Traitement des causes de la néphrite tubulo-interstitielle aiguë
Traitement de la cause (p. ex., arrêt du médicament causal)
Corticostéroïdes pour la néphrite à médiation auto-immune et parfois pour celle aiguë induite par les médicaments
Le traitement de la néphrite tubulo-interstitielle aiguë et chronique consiste à en éliminer la cause.
Dans la néphrite tubulo-interstitielle aiguë d'origine immunologique et parfois dans la néphrite tubulo-interstitielle aiguë induite par les médicaments, les corticostéroïdes (p. ex., prednisone 1 mg/kg par voie orale 1 fois/jour avec des doses décroissantes pendant 4 à 6 semaines) peuvent accélérer la convalescence.
En cas de néphrite tubulo-interstitielle aiguë induite par les médicaments, les corticostéroïdes sont le plus efficace lorsqu'ils sont administrés dans un délai de 2 semaines suivant l'arrêt des médicaments responsables. La néphrite tubulo-interstitielle aiguë induite par les AINS est moins sensible aux corticostéroïdes que les autres néphrites tubulo-interstitielles aiguës induites par les médicaments. La néphrite tubulo-interstitielle aiguë doit être prouvée par biopsie avant que les corticostéroïdes soient débutés.
Le traitement des néphrites tubulo-interstitielles chroniques nécessite souvent des mesures de support telles que le contrôle de la pression artérielle et le traitement de l'anémie associée à une maladie rénale.

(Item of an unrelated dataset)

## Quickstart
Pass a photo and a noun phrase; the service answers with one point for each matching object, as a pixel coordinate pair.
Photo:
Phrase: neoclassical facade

En cas de néphrite tubulo-interstitielle chronique, les inhibiteurs de l'ECA (enzyme de conversion de l'angiotensine) ou les antagonistes des récepteurs de l'angiotensine II peuvent ralentir l'évolution de la maladie, mais ils ne doivent pas être utilisés simultanément en raison d'un risque accru d'hyperkaliémie et d'accélération de l'évolution de la maladie.
Points clés
Les causes de néphrite tubulo-interstitielle chronique sont innombrables et beaucoup plus diversifiées que dans la néphrite tubulo-interstitielle aiguë généralement causée par une réaction allergique à un médicament ou par une infection.

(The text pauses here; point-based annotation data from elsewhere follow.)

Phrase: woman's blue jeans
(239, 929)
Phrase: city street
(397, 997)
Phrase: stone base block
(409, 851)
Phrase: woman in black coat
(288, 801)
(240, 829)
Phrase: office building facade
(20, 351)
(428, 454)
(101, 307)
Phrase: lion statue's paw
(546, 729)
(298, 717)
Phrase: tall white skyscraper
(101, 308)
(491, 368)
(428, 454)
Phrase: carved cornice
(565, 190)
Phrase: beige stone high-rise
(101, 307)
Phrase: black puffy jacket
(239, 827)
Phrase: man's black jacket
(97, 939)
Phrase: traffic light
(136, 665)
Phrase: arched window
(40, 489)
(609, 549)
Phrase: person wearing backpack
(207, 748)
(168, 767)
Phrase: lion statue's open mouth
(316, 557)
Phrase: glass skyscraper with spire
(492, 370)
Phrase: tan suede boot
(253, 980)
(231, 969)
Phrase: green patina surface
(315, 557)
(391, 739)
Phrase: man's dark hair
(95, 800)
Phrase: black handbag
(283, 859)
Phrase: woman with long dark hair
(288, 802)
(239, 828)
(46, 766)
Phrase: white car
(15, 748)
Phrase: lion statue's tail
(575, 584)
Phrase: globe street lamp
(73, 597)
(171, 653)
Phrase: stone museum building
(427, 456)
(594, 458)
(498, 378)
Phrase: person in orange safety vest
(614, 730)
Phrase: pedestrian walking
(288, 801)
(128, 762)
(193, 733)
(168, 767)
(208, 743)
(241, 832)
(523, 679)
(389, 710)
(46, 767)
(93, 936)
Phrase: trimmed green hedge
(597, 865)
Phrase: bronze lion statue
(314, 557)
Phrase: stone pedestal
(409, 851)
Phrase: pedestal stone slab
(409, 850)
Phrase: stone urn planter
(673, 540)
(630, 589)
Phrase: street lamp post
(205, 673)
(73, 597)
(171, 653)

Les symptômes sont souvent absents ou non spécifiques, en particulier dans la néphrite tubulo-interstitielle chronique.
Suspecter le diagnostic en se basant sur les facteurs de risque et les sédiments urinaires, exclure d'autres causes par l'imagerie, et parfois confirmer le diagnostic par biopsie.
Arrêter les médicaments responsables, traiter toutes les autres causes, et fournir un traitement de support.
Traiter la néphrite tubulo-interstitielle aiguë à médiation immunitaire prouvée par la biopsie et parfois aussi la néphrite tubulo-interstitielle aiguë d'origine médicamenteuse par des corticostéroïdes (dans les 2 semaines de l'arrêt des médicaments en cause).